After all smoke faded away, some ugly son of a bitch dropped from mid-air onto the floor, maybe it was some kind of explosive shit so I just left it there to rot and die, like I'd fall for such a fucking trap anyway. At that point, a scream could be heard coming from inside the mall. Of course, it could have been fucking anything, but who cares! My target was inside, and I was going to blow that door open whatever the cost and find whoever I needed to kill!
"Hey! You! Up there!
?: "Hm?
"Can you open this goddamn door for me? Shit's stuck."
?: "Hmph."
"Hey! Come back here, you blonde-anime looking bitch!"
I tried kicking the door open, ramming it up with my bike, jacking it off, but it was all fucking worthless. The more I tried, the more I felt like I was wasting my whole entire time trying to do something basic and stupid, which was nothing but opening a simple door.
?: "Yo! The dude down there!"
"Who the fuck...?"
?: "If ya' wanna open the door, call the owner!"
"Well I can't do that if you don't give me his name, you dumb shit!
?: "Say 'ass' but with censor and remove the 'hes' at the end!"
"Say 'ass' but... what? Hey, do you think this is some sort of fucking joke?! Because if so, you are really the queen of being a little bitch, princess! By the way, take off those fucking glasses, you look like some shirtless guy in a porno."

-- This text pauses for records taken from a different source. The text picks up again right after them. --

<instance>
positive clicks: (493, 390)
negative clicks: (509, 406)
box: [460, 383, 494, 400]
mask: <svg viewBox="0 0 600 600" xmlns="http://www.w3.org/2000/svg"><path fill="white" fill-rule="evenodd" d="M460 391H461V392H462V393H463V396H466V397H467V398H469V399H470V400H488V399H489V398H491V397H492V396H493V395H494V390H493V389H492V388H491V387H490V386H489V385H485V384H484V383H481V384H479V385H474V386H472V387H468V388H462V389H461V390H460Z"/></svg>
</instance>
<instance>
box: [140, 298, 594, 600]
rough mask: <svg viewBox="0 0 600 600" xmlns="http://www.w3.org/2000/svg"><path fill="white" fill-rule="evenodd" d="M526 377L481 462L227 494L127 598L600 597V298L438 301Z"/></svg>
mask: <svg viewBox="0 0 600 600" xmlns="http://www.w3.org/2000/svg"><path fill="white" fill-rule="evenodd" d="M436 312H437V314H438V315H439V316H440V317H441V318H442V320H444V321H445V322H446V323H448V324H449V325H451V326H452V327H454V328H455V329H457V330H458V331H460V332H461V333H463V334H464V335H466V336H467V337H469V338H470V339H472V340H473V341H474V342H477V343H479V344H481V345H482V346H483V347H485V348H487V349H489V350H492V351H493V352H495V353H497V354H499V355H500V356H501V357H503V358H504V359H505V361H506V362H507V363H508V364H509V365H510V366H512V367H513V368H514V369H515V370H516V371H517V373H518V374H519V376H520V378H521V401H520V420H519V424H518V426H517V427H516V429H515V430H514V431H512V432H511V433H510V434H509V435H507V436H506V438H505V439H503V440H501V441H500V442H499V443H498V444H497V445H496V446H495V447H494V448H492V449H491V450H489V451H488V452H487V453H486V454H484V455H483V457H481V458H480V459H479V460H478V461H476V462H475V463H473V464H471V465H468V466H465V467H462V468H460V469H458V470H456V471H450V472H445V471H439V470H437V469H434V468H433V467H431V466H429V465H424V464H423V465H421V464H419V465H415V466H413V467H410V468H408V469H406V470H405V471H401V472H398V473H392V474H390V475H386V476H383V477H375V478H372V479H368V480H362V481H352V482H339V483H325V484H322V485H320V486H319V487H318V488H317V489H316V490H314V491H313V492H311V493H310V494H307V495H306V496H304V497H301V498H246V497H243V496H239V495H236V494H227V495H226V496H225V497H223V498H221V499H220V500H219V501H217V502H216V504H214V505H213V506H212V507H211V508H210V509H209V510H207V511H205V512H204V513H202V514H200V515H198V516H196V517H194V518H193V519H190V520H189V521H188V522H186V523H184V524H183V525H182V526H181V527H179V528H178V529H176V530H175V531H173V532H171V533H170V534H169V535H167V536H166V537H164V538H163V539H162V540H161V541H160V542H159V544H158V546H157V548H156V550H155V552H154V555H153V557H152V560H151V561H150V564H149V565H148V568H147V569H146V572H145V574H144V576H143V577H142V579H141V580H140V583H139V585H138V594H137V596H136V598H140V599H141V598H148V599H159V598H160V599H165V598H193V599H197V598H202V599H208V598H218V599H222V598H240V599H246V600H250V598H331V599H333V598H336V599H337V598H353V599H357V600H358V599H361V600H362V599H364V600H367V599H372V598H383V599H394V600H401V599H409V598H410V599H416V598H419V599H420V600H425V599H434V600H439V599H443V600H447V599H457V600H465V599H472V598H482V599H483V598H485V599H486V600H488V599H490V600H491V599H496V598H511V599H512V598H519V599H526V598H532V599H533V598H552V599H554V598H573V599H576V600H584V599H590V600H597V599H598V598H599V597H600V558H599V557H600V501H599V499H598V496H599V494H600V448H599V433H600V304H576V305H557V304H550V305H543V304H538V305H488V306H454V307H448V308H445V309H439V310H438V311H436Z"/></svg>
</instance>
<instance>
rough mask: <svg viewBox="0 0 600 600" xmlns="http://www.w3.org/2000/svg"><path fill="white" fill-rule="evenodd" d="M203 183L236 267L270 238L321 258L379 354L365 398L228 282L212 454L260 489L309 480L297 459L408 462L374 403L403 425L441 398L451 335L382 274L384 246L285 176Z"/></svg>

All those insults suddenly made me realize he was giving me a puzzle. As if it weren't enough with the show of weirdos, now I had to play a dumb kid's children game.
"Ugh, fine. Peac."
"Ya' nearly got it!"
"Son of a fucking waste of accidental sperm! Pea!

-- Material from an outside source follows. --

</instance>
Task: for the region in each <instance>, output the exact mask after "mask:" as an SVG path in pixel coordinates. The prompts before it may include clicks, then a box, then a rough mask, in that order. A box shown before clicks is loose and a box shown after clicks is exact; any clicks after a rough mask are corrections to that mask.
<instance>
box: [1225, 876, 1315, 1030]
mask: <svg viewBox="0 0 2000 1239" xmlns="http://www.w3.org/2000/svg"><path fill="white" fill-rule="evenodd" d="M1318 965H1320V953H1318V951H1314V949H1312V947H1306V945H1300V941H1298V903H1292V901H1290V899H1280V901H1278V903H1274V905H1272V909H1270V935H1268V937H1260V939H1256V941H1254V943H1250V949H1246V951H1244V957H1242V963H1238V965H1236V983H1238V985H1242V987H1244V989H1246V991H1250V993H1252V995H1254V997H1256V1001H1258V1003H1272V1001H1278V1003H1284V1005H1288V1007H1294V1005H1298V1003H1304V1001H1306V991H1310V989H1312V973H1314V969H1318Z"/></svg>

And then, the fucker spoke onto a hidden intercom.
Pea: "Yes?"
"I've got a call from Sylvia Christel, she says you're a little bitch, so why don't you come out here and prove that you're an actual human being, huh?"
The intercom kicked me in the balls. But it managed to open that piece of iron shit.
Pea: "Suit yourself."
"Arghh! Ugh...! I'll fucking get you for this!
Pea: "Pleased to welcome you, Travis. Due to the game's rules, I will not let you have that sword you're carrying, your cellphone and any kind of lethal objects you might be carrying with you. Have a nice stay!"
"Show yourself, bitch! Come to where I am and we'll have a nice-..."
"...stay..."
I felt something punch me, kick me in the balls again. I don't know who was it, or what it was, but now that I'm inside this fucking room I can for sure tell one thing:
I'm going to kill whoever I was assigned to kill. And I wasn't going to let anyone interfere with my number in the ranking list.